23.3.11

o corvo marinho

Hoje na aula de tai-chi estive a soltar o corvo marinho que há em mim. Um belo corvo marinho a apanhar sol nas asas foi isso que eu fui durante para aí um minuto, mais coisa, menos coisa, o suficiente para ter ficado toda partida.

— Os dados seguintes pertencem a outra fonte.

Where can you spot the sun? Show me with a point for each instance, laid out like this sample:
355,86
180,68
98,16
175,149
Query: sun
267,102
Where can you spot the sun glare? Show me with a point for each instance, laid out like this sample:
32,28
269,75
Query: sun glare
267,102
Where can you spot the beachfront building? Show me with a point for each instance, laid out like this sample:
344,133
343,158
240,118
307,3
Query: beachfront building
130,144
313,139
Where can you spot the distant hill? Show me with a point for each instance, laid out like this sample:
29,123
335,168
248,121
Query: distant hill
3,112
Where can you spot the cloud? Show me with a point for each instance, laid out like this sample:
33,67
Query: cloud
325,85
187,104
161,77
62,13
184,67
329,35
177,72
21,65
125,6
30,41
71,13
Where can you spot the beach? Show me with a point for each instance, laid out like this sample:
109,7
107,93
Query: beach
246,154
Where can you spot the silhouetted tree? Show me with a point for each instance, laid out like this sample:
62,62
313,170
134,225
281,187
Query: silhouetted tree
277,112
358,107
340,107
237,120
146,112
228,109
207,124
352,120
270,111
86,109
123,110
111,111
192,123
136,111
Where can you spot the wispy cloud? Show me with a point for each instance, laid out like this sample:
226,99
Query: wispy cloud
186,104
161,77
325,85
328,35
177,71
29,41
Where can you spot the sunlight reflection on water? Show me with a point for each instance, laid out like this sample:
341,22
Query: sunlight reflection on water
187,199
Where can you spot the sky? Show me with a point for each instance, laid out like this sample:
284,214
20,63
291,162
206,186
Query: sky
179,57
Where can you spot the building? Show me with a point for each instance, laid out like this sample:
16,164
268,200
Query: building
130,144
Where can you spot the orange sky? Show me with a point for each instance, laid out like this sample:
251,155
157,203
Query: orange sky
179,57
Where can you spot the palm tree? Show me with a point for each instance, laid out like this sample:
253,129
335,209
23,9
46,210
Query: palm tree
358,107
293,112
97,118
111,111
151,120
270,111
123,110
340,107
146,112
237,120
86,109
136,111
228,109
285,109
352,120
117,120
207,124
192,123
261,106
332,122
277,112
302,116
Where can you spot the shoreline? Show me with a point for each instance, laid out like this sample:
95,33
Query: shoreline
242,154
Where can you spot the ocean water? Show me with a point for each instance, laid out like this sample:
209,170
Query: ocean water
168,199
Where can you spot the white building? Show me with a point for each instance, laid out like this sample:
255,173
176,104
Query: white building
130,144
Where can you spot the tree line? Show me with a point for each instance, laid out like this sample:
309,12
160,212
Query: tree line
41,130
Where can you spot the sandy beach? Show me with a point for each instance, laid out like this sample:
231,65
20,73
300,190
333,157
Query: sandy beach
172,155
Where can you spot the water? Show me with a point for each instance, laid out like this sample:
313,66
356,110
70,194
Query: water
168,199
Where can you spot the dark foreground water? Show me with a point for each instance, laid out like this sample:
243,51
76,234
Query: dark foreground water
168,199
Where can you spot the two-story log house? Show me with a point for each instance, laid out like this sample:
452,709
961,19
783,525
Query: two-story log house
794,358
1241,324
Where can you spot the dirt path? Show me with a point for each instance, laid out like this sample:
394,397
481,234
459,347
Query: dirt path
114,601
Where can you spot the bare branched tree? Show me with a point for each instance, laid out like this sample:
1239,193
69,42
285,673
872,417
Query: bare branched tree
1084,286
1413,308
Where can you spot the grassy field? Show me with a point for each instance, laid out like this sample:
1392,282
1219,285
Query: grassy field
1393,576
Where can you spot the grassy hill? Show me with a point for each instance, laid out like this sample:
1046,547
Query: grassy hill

Passo a explicar. Uma pessoa, isto é, antes de se tornar corvo marinho, tem de se pôr na posição de cavaleiro: afastar as pernas para além da medida-padrão, que é a largura das ancas, alinhar os pés, flectir as pernas, manter o coxis para dentro e sorrir. Em suma, ainda antes de se estar na posição, já o corvo marinho, pelo menos o corvo marinho que há em mim, estava sorridente, sim, mas um nadinha estafado. Depois vêm os braços, ou seja, as asas. Não sei se já repararam mas o corvo marinho não tem as asas esticadinhas como a águia, não, em cada asa do corvo podemos reconhecer um inolvidável triângulo invertido. Visto noutro ângulo, num ângulo mais vulgar, assustadoramente vulgar, significa que para além das pernas, também os braços ficam a doer como o caraças. Mas vale a pena. A estampa de corvo marinho em que de um momento para o outro nos transformamos vale o sacrifício do cavaleiro em triângulo. E tudo debaixo de uma ideia de harmonia para que o universo tende, penso, fechando os olhos. E foi desta forma que, enquanto corvo marinho, tive oportunidade de apanhar sol na confluência das asas, lá atrás, num ponto exacto da coluna. Mais ou menos aqui? Não, não, não é mais acima ou mais abaixo, nem mais para um lado ou mais para o outro, mas aqui, exactamente aqui. O tai-chi é uma arte marcial, minha senhora, não é mais ou menos aqui, ou ali, é aqui.

Só a precisão é bela, mesmo o caos é preciso, concluo, antes que o corvo marinho adormeça ao som das vagas do atlântico norte.